Nielsen plans to pursue a double major in agricultural studies related to food resources and medical studies for nursing at Morningside College. She will be a fifth generation farmer on both sides of her family.

“I will be farming in the fields where my great, great grandparents began our family legacy so many years ago,” Nielsen stated in her application essay. “With our aging farming population, as youth we need to start stepping up to the challenge of working with our parents/grandparents to learn how to grow food, care and preserve our family farms and work to increase incomes in farming.”

BASF and ASA presented the ASA Soy Scholarship to Nielsen last week in Anaheim, Calif. during Commodity Classic, ASA’s annual tradeshow and convention.

“ASA is proud to once again team up with BASF to invest in future ag leaders,” said John Heisdorffer, ASA president and a farmer from Keota, Iowa. “We are impressed by McKenna's accomplishments and look forward to seeing her future success.”

* * *

Soybean Growers Say Steel and Aluminum Tariffs Harm Farmers

WASHINGTON — The American Soybean Association (ASA) responded forcefully to tariffs signed into action Thursday by President Donald Trump, saying that the measures could likely lead to retaliation by affected countries and arguing that soybean exports are a prime target given their prominent role in U.S. agricultural trade.

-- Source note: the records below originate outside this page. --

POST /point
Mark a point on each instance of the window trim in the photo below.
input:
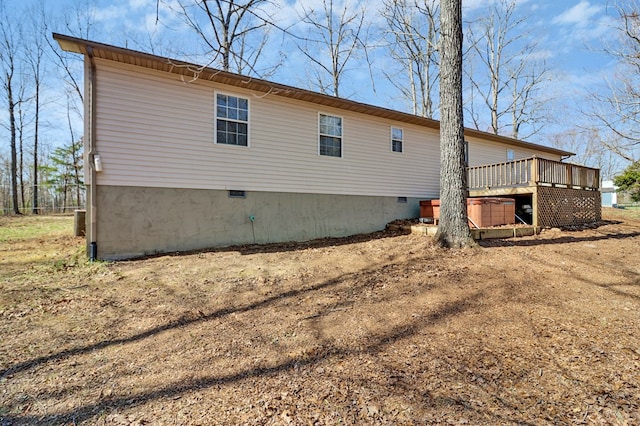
(332, 136)
(216, 118)
(401, 140)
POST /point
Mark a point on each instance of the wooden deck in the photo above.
(561, 193)
(523, 176)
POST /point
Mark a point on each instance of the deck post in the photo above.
(534, 206)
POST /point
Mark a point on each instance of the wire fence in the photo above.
(51, 198)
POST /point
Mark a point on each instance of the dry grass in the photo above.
(380, 329)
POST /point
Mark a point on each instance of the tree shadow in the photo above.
(550, 241)
(378, 342)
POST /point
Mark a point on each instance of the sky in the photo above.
(570, 34)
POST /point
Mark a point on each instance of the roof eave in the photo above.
(194, 71)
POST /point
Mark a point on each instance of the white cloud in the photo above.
(584, 22)
(579, 14)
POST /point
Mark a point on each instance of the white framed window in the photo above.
(330, 135)
(232, 120)
(397, 138)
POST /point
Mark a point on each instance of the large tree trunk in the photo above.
(14, 155)
(453, 230)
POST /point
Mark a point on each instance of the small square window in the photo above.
(330, 135)
(232, 120)
(397, 137)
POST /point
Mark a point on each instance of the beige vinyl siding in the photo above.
(154, 130)
(483, 152)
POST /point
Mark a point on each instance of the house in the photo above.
(183, 157)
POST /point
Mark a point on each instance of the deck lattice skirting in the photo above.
(563, 194)
(559, 207)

ASA President and Iowa farmer John Heisdorffer released the following statement this afternoon:

“These tariffs are a disastrous course of action from the White House. They may lead to retaliation by one or more of our valuable trading partners, which in turn will kneecap demand for soybeans in a time when the farm economy is struggling. We have heard directly from the Chinese that U.S. soybeans are prime targets for retaliation. The idea that we’re the only game in town, and these partners have no choice but to purchase from the U.S. is flatly wrong. Our competition in Brazil and Argentina is eager to capitalize on whatever openings these tariffs create for them in markets like China and elsewhere.

“Throughout this process, we’ve met with officials at Commerce, with Treasury, with USTR and with White House staff. It is unfortunate that our input was not taken into account given the announcement today. While we are deeply disappointed and concerned, we reaffirm our commitment to sit down with the president and communicate the importance of trade for soybean farmers. There is absolutely a way to encourage growth in domestic industry without cannibalizing the success of agricultural trade. With these tariffs, the administration has taken the opposite approach, and sacrificed the progress and potential of farmers.”

* * *

RFS Tinkering Would Deal Substantive Blow to Farmers

WASHINGTON — Here is a statement by National Corn Growers Association President Kevin Skunes regarding a new study by the Center for Agricultural and Rural Development (CARD) at Iowa State University:

“This economic analysis backs up what corn farmers have been telling the Administration – that manipulating the RIN market mechanism would reduce ethanol blending and impact corn prices. A drop of 25 cents per bushel in corn prices, as CARD economists project from a RIN price cap, would devastate farmers and stagger rural communities.

“This spring farmers will begin planting knowing they face their fifth growing season with corn prices hovering at or below the cost of production. According to the Federal Reserve Bank, we lost 12,000 farms in 2016. This decline must be stopped.

“The CARD analysis clearly shows an artificial cap on Renewable Identification Number (RIN) prices in exchange for an RVP waiver allowing year-round sales of E15 would be a bad deal for rural America and the nation’s consumers.

“Providing regulatory parity for E15 and higher blends helps address concerns about RIN values. Allowing the RIN market to operate freely with year-round sales of E15 would increase the production and consumption of renewable fuels, increase the supply of RINs available for compliance and lower RIN values. Combining RVP parity with a RIN price cap is counterproductive and would lower ethanol blending.

“Last week, corn farmer delegates in the National Association of Corn Growers Corn Congress unanimously passed a resolution urging President Trump to retain the current RIN market mechanism without change. This analysis supports our resolution.”